Greg Stein <gstein@xxxxxxxxxx> writes:
HTTP has a notion of a content type, and a content encoding. These are specified by the (wait for it...) Content-Type and Content-Encoding headers. Encodings are simply transformations that have been applied to the base content (one or more, and ordered).
It seems that your "mode" is akin to the C-E concept from HTTP. It seems advisable to run with the thought that way: there is an underlying content-type (a standard MIME type), and then you have a particular encoding for that content to enable its insertion into the Atom document.
This would allow feed sources to specify their original content as plain text, HTML, XML, or even a Word .doc file.
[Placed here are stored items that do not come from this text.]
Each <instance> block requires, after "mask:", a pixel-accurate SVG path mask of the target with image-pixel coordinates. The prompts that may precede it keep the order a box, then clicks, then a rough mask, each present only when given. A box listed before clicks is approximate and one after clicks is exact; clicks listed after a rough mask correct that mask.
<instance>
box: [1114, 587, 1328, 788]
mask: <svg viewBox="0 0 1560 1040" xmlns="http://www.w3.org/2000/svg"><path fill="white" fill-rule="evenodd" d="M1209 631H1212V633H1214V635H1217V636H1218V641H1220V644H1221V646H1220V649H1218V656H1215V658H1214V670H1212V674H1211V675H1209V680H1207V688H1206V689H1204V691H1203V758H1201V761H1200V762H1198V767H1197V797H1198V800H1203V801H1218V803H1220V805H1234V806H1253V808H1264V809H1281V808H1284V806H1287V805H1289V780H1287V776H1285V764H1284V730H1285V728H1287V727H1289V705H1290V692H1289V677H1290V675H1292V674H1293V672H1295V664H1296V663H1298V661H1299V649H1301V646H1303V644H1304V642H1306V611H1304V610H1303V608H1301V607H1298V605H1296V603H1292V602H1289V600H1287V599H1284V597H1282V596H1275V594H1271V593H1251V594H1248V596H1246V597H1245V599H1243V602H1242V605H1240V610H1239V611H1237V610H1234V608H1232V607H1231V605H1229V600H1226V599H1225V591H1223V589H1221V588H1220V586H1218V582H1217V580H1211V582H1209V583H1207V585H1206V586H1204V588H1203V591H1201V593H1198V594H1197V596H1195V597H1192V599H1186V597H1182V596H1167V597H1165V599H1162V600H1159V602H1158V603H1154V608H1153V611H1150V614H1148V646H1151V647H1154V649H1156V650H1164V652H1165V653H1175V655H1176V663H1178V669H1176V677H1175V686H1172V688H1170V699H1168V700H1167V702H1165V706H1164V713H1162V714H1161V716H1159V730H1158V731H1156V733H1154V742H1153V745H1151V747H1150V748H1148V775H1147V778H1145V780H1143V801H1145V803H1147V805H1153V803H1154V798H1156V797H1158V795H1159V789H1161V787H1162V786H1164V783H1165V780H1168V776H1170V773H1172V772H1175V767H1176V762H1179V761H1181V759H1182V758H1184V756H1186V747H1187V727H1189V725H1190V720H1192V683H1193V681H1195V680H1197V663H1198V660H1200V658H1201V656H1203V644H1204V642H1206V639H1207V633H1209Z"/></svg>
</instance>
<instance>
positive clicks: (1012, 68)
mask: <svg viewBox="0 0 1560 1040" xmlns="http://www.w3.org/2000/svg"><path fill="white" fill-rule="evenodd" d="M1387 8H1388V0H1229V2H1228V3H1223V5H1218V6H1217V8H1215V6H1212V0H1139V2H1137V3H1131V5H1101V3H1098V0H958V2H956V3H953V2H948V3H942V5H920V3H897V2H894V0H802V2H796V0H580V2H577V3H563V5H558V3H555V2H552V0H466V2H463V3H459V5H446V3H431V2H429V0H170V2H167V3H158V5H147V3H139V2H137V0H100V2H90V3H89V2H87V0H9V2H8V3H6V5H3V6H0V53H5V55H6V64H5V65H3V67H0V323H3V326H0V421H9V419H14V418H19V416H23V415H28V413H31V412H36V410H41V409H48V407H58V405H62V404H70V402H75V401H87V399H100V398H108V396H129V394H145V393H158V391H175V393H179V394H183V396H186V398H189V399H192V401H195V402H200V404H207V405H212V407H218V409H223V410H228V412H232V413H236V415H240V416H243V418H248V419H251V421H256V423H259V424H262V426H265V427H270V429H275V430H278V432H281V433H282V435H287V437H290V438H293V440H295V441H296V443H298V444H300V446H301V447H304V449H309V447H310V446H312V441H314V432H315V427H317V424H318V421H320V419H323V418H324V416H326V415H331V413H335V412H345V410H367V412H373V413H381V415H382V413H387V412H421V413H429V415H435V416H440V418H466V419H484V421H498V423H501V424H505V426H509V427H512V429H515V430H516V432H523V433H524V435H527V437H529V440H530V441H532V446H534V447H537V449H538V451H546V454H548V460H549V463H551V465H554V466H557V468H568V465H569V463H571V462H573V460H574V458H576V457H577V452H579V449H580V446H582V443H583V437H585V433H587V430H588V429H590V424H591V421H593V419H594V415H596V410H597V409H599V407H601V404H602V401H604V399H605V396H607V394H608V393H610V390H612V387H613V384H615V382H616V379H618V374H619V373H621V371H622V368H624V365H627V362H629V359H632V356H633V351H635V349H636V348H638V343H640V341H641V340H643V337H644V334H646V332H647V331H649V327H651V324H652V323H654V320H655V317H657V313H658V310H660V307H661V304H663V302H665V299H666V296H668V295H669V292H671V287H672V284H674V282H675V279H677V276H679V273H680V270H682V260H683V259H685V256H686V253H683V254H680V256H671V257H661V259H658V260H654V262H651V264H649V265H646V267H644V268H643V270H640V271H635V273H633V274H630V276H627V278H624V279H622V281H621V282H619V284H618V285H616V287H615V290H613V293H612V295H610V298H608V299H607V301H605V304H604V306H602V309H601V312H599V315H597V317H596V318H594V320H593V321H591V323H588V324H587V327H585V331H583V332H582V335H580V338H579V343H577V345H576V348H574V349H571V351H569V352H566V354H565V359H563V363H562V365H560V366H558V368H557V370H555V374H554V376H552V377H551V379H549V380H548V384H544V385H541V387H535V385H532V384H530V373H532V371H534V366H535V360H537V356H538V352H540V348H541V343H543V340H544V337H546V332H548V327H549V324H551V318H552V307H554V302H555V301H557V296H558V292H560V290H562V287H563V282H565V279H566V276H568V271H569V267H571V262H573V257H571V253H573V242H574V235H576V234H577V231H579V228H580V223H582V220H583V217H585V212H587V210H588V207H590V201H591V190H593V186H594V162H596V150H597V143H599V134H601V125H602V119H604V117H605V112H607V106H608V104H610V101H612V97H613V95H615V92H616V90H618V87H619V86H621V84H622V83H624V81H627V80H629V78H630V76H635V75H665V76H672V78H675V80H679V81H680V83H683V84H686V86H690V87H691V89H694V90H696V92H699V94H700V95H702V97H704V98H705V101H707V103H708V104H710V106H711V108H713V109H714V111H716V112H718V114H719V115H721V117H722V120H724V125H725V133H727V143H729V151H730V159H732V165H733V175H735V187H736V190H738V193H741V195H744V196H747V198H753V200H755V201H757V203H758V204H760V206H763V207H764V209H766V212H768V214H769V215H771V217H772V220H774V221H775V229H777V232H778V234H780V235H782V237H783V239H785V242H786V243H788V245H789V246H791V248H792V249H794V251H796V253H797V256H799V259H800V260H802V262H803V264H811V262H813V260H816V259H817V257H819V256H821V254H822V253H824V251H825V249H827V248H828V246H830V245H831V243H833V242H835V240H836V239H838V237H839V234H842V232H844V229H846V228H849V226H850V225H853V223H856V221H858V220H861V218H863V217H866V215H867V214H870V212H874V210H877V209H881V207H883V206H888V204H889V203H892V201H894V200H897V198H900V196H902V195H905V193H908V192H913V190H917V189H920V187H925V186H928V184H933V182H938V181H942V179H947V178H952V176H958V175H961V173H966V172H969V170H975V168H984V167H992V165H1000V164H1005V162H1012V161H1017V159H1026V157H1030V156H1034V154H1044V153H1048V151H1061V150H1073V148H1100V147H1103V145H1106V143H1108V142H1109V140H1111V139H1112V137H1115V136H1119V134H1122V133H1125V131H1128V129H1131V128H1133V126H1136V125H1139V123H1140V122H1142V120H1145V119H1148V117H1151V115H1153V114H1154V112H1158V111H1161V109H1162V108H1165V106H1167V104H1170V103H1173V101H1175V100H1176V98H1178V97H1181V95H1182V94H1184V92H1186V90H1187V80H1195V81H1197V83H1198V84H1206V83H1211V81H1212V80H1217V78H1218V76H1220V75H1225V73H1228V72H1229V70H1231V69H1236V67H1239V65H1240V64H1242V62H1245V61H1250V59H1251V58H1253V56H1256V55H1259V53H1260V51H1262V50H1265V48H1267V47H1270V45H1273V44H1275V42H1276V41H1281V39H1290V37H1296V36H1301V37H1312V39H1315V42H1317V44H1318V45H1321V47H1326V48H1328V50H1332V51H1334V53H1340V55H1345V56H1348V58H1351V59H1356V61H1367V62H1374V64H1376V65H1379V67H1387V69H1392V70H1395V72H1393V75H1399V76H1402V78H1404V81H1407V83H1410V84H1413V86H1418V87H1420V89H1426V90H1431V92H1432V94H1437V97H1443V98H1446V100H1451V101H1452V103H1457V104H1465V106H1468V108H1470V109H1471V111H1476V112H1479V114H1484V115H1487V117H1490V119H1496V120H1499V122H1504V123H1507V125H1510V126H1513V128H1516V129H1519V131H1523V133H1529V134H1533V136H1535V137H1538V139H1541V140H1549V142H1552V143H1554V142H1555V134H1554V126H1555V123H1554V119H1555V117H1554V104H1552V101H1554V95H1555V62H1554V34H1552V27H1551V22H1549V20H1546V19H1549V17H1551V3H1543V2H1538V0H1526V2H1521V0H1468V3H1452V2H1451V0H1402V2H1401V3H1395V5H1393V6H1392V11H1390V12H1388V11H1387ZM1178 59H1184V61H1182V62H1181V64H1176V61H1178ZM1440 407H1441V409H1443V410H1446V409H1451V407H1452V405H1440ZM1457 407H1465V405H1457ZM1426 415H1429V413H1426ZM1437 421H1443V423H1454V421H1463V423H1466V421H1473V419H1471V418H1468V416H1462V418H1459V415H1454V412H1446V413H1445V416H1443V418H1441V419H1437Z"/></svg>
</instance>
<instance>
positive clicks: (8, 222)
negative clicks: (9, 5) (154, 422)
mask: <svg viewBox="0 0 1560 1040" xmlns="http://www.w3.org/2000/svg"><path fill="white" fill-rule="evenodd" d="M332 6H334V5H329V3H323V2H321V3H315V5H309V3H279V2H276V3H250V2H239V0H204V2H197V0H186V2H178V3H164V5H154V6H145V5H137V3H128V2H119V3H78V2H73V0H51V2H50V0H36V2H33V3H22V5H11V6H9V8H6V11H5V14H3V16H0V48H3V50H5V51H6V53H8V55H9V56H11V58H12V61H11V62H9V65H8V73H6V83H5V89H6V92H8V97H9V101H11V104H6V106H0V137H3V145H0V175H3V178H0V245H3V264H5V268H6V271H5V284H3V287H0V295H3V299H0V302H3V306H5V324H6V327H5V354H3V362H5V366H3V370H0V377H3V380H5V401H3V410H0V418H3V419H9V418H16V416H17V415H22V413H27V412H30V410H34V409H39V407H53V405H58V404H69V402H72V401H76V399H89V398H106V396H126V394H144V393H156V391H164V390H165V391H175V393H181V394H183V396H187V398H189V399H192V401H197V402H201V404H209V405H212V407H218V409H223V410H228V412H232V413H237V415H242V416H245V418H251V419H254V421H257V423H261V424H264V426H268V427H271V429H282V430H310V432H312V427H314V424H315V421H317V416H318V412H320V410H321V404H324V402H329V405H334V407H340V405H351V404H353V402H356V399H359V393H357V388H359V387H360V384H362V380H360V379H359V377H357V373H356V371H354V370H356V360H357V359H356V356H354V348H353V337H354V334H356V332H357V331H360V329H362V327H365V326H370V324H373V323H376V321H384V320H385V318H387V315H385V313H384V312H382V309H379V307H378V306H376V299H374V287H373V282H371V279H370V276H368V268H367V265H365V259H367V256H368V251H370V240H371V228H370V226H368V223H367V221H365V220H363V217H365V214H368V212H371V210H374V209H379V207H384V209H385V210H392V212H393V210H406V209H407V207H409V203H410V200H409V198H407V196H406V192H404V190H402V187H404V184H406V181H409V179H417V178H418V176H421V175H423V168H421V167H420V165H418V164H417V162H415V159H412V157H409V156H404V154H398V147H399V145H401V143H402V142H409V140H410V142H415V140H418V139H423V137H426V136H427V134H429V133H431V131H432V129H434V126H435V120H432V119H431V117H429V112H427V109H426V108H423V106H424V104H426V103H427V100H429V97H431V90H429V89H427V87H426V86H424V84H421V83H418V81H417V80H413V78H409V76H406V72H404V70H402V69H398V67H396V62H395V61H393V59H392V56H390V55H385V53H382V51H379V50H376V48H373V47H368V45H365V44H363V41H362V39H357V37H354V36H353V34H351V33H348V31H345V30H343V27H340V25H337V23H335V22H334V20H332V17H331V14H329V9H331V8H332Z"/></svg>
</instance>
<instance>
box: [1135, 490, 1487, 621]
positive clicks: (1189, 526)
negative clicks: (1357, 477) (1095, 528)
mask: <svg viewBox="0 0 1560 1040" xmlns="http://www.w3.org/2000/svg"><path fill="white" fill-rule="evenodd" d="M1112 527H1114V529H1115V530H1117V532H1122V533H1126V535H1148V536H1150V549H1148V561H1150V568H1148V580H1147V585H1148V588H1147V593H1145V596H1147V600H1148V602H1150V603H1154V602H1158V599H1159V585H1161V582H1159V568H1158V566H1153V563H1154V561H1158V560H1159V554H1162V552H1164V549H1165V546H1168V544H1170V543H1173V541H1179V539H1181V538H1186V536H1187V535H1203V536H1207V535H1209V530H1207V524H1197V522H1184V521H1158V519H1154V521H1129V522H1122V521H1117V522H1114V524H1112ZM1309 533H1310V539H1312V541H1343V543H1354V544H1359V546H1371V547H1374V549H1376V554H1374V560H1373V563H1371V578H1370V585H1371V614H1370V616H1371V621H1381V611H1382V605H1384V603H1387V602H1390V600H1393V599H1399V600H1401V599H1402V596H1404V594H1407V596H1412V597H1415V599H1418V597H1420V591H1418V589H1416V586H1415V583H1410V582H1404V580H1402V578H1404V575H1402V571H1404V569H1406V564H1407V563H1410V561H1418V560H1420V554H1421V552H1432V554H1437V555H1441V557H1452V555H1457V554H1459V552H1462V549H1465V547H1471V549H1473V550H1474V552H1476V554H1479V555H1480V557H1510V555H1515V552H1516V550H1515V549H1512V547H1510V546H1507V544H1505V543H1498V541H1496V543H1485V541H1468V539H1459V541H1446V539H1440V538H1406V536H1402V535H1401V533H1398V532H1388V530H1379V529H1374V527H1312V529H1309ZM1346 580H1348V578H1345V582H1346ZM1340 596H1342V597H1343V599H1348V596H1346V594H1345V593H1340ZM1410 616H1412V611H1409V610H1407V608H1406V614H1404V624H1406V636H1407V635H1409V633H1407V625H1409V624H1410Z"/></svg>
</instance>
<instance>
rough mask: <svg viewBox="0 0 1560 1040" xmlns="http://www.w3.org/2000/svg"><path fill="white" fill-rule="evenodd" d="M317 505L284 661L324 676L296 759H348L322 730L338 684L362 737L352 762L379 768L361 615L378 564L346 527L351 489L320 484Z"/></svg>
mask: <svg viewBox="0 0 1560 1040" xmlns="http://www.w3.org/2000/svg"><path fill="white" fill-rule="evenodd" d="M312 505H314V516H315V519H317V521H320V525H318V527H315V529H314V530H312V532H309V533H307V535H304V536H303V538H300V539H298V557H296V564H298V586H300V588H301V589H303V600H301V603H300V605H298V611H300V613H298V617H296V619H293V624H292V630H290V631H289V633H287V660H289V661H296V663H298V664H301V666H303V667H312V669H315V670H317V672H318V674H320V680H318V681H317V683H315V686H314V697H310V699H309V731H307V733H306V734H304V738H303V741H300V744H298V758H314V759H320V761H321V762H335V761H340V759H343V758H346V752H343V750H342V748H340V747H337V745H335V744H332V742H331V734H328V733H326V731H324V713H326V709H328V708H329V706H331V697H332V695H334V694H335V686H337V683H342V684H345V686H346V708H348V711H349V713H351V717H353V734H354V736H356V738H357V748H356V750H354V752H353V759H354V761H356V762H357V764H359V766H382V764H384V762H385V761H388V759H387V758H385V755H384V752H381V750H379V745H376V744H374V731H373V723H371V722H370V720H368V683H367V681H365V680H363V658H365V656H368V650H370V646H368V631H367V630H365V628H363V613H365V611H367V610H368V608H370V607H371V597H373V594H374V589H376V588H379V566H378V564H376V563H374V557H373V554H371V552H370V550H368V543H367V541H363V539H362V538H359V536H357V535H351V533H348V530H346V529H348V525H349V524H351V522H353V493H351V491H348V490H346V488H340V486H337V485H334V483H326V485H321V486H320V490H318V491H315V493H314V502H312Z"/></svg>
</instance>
And then there is another bit which says how you jammed that thing into the feed.
Greg has provided the context for my discussing why I think reproducing the efforts of HTTP or MIME in XML is a bad, very bad, idea for Atom to take on.
As the uses of mode and type have extended beyond just fixing the problem at hand, which was aimed at solving the silent data loss problem that RSS has, Atom is ending up being an envelope. I am consistent about some things and one of them is being averse to envelopes[1]. HTTP is perfectly suited to POSTing (NEWRESOURCEing ?) all media types and I believe handling of images, video, SVG, pdfs, etc. all need to take place without the requirement of an Atom envelope. Whether that is WebDAV, POST or NEWRESOURCE is a competely different thread.